Thanks for your time.

@Frank I am using gdb to track the error. I found that TIM-VX is an issue. DO you have any idea where I need to clarify? I initially thought the program was not able to read the tengine model (But I think it does read it correctly as I get no error message printed for model not being read). Please find the screenshot below. Any inputs would help me solve the issue.

I traced the program and found the below snippet is getting executed.

struct device* selected_device = find_device_via_name(dev_name);
if (NULL == selected_device)
{
    TLOG_ERR("Tengine: Device(%s) is not found(may not registered).\n", dev_name);
    return -1;
}

Can you share any inputs what might be missing in this case?

You can found this in aml_npu_sdk docs

@Frank Thank you for the confirmation.

Can you please help me with Khadas VIM3 custom one-class YOLOv3 inference issue - #21 by Akkisony

Thanks in advance.

@Akkisony What program are you running? Is it the official demo?

@Frank Yes, it is the official demo. But I have just altered the code a little to be compatible to our software.
I just want to know when do we get TIM-VX error? Do I get them when the model is not loaded correctly or are there any other reason?
Thank you!

@Akkisony I’m not sure why this problem occurs, I haven’t seen it yet, what have you modified, can you provide me with a look?

@Frank Can you please let me know how can I measure the accuracy loss of the model after converting them from darknet to tengine format. Because there is always a loss in accuracy after quantization. I need to know if there is any means where I can measure them? @Frank
@alcohol
Thanks

@Akkisony Maybe you can found it in https://github.com/OAID/Tengine/tree/tengine-lite/doc

@Frank Hi, can you please explain briefly how do you calculate the ‘top’ and ‘left’ co-ordinates of the bounding box?

if (cls >= 0)
{
box b = dets[i].bbox;
int left = (b.x - b.w / 2.) * frame.cols;
int top = (b.y - b.h / 2.) * frame.rows;
if (top < 30) {
top = 30;
left +=10;
}

#if DEBUG_OPTION
fprintf(stderr, “left = %d,top = %d\n”, left, top);

Does ‘top’ mean that the co-ordinate of the bounding box is ‘top’ pixels below?
Does ‘left’ mean that the co-ordinate of the bounding box is ‘left’ number of pixels away?

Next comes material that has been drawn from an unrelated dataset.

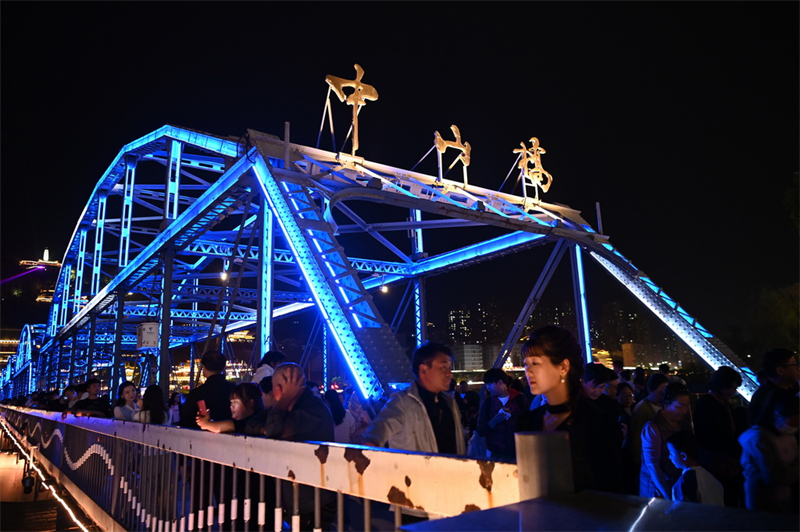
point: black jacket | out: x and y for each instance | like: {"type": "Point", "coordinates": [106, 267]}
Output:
{"type": "Point", "coordinates": [309, 420]}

I need this small clarification. Thanks in advance.

@Akkisony

  1. You get a 1920x1080 picture from the camera.
  2. Resize to 416x416 for NPU reasoning.
  3. Assuming that an object is recognized, the center point and length and width of the object area will be obtained.
  4. Next, on the 416x416 picture, through the position and length and width of this area, calculate the upper left corner point and w and h of this area.
  5. Finally, according to the initial resize ratio, the data on the original picture is calculated, that is, the information drawn on the picture through opencv.

The code here is step 4

1 Like

@Frank Thank you for the explanation with the diagram. :slight_smile:

I have trained a model to detect a single class using yolov3. The detection seems fine on the CPU, however on the NPU, I have some issues with the non max suppression (as I get 2601 detections on a single image). Can you share your expereince, so it would help me to solve this problem?

These below are the parameter:
const int classes = 1;
const float thresh = 0.5;
const float hier_thresh = 0.5;
const float nms = 0.80;
const int numBBoxes = 5;
const int relative = 1;
const char *coco_names[1] = {“battery”};
float biases[18] = {10, 13, 16, 30, 33, 23, 30, 61, 62, 45, 59, 119, 116, 90, 156, 198, 373, 326};

I even increased the nms value to 0.80, yet, I have the same issue. Please shed some input which can help me to solve the issue! Thanks in advance.

Please find the sample output.
Repeat 1 times, thread 1, avg time 85.24 ms, max_time 85.24 ms, min_time 85.24 ms

num_detections,2601
0: 100%
left = 245,top = 30
0: 100%
left = 253,top = 30
0: 100%
left = 269,top = 30
0: 100%
left = 385,top = 35
0: 100%
left = 102,top = 59
0: 100%
left = -23668,top = 51
0: 100%
left = 110,top = 51
0: 100%
left = -1333402262,top = 58
0: 100%

@Akkisony Many people have reported the problem of the single-category yolo model, so I will make a single-category yolo model this week to see where the problem is

@Frank Thank you. Please update me if you find a solution.

@Akkisony I successfully converted a hand detection model. I will release it this week or next. You can follow the forum or docs at that time.

@Frank Looking forward to the release. I hope now single class detection works using yolov3.
Thank you